Newer doesn't necessarily mean better
And so looks the introduction of four new "self-service" checkouts (that nonetheless require a staff member to show you how to scan your broccoli). The lines were moving about as quickly as molasses in January as shoppers tried to beat the living shit out of the touch screen after it failed to respond to their caresses. It took five minutes for the "smart" scanner to read the barcode, after which another three minutes were required for it to tell you to place the item in your bag – or to scold you if you try to put it back in your basket. Then you had to start all over again when it failed to recognize the validity of the barcode on your well-deserved can of Pripps Blå with its whopping 2.0% alcohol content.
But the only other option to the "smart" checkouts was a "not-so-smart" employee who was even slower than molasses in January. In fact, not only was she slower than molasses in January, she wasbslower than molasses in Antarctica, regardless of the month.
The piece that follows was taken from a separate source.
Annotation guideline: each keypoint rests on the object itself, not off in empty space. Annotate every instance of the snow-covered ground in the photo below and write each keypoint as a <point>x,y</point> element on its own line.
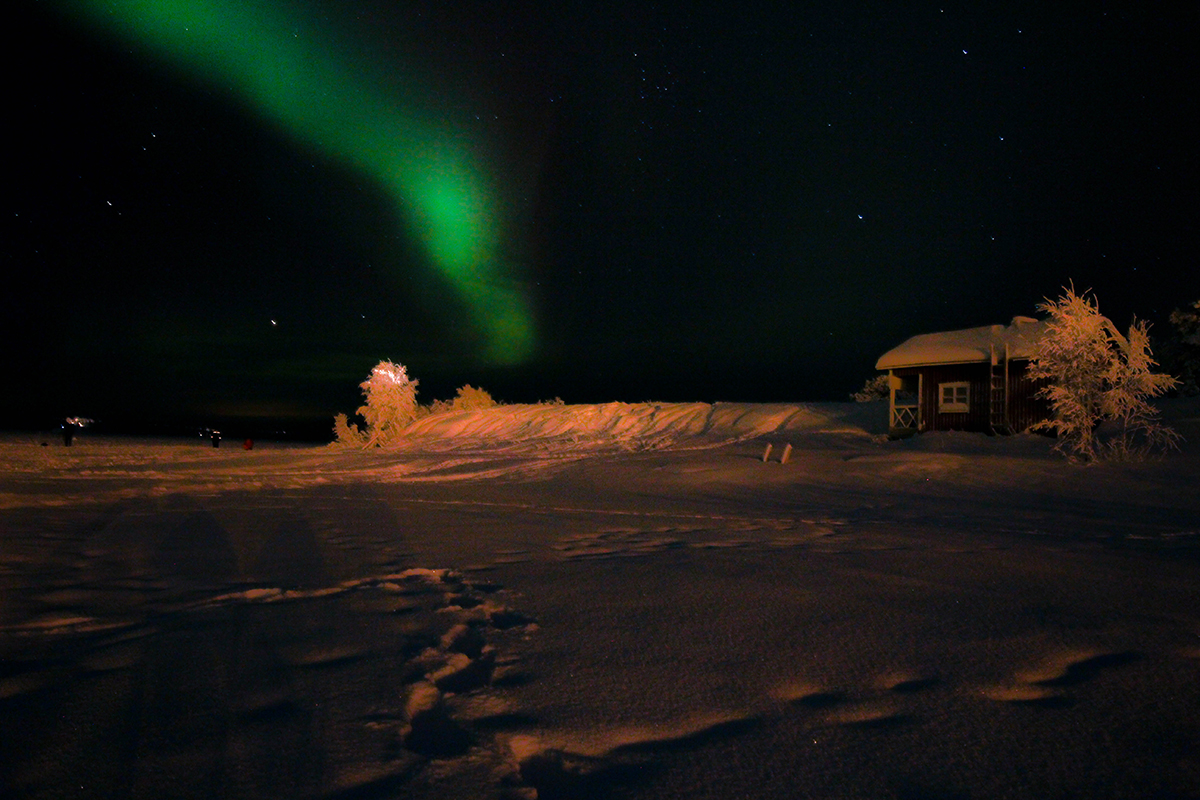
<point>609,601</point>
She appeared to have difficulty with the concept of "market economy," let alone the revolutionary idea of "credit card." Twenty customers to one employee – and Ms. Speedy-is-my-middle-name at that – seems like a fantastic customer service plan. Back home, it would work for one very simple reason: you wouldn't have any customers left. Problem solved.
But the best part of all: the four guys in suits observing the implementation of the self-service kiosks. They sat there smugly, smiling and sniggering and appeared to be quite self-satisfied with what they seemed to consider to be an obvious success. But I know how their new system can be even better. How about taking the management mod squad out of the suits and putting them in red uniforms? I'd really like to hurry up and pay for my knäckebröd already.